Which brings us to another group quietly taking notes in the meeting - the attorneys. Two men from a high-powered Philadelphia firm representing local homeowners. Mr. Watson Johnson’s heirs inherited only trouble, so unhappy neighbors are searching to find someone else with money. And this has not been an easy task. W.R. Grace, the company that is presumed to have dumped most of the industrial pollutants, is in bankruptcy. Judd Developers built the adjacent Heather Valley subdivision, and allegedly sold the homes without telling buyers about their not-so-friendly neighbor. But Judd’s insurance company, Legion, is under investigation in Pennsylvania and California to determine if someone ran off with it’s assets. A federal judge has issued a stay on all proceedings involving Legion, so nothing can be done yet against any of the defendants in this matter.

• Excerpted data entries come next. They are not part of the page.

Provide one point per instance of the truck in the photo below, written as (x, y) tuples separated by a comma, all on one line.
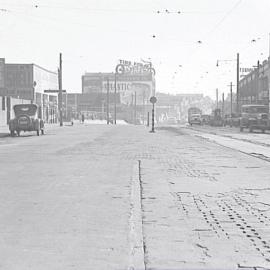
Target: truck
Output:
[(216, 119), (194, 116), (254, 116)]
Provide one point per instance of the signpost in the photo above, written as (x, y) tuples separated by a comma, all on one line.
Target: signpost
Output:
[(153, 100)]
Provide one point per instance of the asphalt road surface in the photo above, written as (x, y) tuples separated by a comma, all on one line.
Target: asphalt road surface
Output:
[(117, 197)]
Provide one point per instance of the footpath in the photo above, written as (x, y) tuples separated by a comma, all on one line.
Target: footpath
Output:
[(119, 197)]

Since TCE is an extremely hazardous substance, and Watson Johnson Landfill is a Superfund site, it is hard to imagine a more threatening situation than we have here. But in the environmental world, things move slowwwwwwly. Monitoring wells. Sampling. Testing. Collecting data. Analyzing. Investigating. Proposing solutions. Implementing them. Bonded bidding. And, the fact is that the EPA gang certainly seemed to understand the issues and answers. They were professional and patient, even in the face of some persistent stupidity. But they will not have the actual study and investigation completed until December, 2004. That’s when they’ll meet with us again, and form a working remediation plan, which will then be subject to review and comment by local citizens. Our children may be alive to see the end of this one. Hopefully that will include the children of those 35 families, too.